April continues to be an invited lecturer, speaker, and facilitator at numerous institutions. She sits on progressive boards, including the American Sustainable Business Network, and was a Forefront Fellow with the Urban Design Forum. She works closely on a local and national level with stakeholders from diverse sectors on issues on issues of race, equity, and democracy. Recently, she was recognized by Enterprise Community Partners as one of their Impactful 40 in 2022.
A Dean Merit Scholar recipient, she received her Master of Science in Design and Urban Ecologies from Parsons School of Design. Currently, she is pursuing her Master’s in Architecture
Gwendolyn Cohen is an Assistant Professor of Landscape Architecture in the School of Architecture, Planning and Landscape Architecture, where she teaches landscape architecture design studios, courses in the Construction Sequence and elective seminars. She graduated from the University of Virginia with a Master in Landscape Architecture and holds a Bachelor of Fine Arts from the Rhode Island School of Design.

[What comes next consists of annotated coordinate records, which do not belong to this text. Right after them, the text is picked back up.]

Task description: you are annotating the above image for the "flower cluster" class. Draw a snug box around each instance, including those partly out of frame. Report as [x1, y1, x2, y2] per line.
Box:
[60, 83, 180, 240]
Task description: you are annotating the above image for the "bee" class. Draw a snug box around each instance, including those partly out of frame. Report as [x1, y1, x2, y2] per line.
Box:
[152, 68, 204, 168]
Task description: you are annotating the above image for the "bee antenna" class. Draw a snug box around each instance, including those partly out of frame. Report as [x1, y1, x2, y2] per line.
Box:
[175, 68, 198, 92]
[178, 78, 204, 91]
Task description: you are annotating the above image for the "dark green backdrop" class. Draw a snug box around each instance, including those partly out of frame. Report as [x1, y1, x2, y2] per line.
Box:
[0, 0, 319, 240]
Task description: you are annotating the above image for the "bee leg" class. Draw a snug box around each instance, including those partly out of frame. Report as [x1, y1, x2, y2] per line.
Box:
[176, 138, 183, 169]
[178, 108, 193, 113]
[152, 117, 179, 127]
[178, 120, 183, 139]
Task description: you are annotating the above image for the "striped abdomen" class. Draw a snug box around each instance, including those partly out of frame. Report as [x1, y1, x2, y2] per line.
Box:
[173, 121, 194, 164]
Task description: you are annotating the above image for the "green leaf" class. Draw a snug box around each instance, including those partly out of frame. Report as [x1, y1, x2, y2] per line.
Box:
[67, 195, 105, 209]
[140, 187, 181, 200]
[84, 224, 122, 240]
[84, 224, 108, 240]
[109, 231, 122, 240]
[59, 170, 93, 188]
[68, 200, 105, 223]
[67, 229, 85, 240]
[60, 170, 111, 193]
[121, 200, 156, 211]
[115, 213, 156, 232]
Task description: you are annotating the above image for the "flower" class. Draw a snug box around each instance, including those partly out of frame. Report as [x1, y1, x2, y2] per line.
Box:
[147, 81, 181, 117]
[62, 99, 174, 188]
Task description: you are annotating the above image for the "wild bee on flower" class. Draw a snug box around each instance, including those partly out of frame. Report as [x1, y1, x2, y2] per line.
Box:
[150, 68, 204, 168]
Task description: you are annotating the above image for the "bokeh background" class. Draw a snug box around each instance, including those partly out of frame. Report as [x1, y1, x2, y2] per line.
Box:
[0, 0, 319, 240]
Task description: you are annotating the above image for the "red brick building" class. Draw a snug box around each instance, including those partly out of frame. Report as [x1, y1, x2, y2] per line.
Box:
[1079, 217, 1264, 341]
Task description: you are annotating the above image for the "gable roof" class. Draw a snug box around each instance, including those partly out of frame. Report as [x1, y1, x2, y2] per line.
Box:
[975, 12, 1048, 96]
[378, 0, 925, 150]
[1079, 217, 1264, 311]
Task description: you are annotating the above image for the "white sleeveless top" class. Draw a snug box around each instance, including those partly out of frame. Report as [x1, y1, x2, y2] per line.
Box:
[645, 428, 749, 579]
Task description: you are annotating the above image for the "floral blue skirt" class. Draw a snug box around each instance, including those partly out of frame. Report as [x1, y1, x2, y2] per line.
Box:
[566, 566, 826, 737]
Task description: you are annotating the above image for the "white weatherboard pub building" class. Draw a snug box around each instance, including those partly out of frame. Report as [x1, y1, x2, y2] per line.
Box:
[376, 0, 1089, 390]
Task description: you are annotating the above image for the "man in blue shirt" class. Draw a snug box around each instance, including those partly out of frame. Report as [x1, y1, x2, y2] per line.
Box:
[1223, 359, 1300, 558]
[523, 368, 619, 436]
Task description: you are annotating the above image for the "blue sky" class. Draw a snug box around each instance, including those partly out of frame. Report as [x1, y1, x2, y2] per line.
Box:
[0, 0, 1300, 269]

Gwen has practiced landscape architecture as an associate at Studio Outside Landscape Architecture in Dallas, Texas and as a landscape designer at Spackman, Mossop, Michaels in New Orleans, Louisiana. Gwen led master planning projects for the Bernheim Arboretum and Research Forest, Fort Worth Botanic Garden, and Marsh Botanical Garden. Her built work ranges in scale and includes the design of twenty-three Dallas Public School campuses that now serve as public parks, a corporate campus in Columbus, Ohio, and innovative residential developments such as PS1200 in Fort Worth (in collaboration with D.I.R.T. Studio) and Saint Thomas / Ninth in New Orleans. While practicing, she co-taught studios at the University of Texas in Arlington and the University of Texas in Austin. She served as an artist-in-residence at the University of Oregon’s Overlook Field School. In collaboration with Isaac Cohen, she has researched the Blackland Prairie of Texas—its expansive vertisol soils, its ecologies, its cycles of disturbance, and people’s relationship to it. The Black Belt of Alabama is also defined by its vertisol soils, and shares similar cultural histories. These two ecoregions share a geologic history and reveal the connection between the ground and lived experiences of place.
Isaac Cohen is an Assistant Professor of Landscape Architecture in the School of Architecture, Planning and Landscape Architecture. He has almost two decades of experience working on all aspects of park and urban public space issues. He has spent this time working with communities around the country on the design of varied public spaces, advocacy and fundraising to build parks, and on engagement and research into critical issues impacting the use of public space. Most recently he was an Associate at Studio Outside Landscape Architecture in Dallas, TX where he brought a wealth of knowledge of Dallas neighborhoods, history, and landscapes to projects ranging from built works to city scale planning and equitable development projects.
He is inspired by building relationships with the communities he works with and finding ways to represent and elevate their history, experiences, and connections to the land in engaging ways. Prior to Studio Outside he worked on a range of projects including Activating Vacancy, an arts and placemaking initiative in the Tenth Street Historic District; Little Free Libraries/Libros Libres, a citywide literacy and placemaking project, and Race and the Control of Public Parks, an analysis of the relationship between Dallas’ public park system and residential racial segregation and movement within the city. His work has been awarded, published, and exhibited nationally and internationally.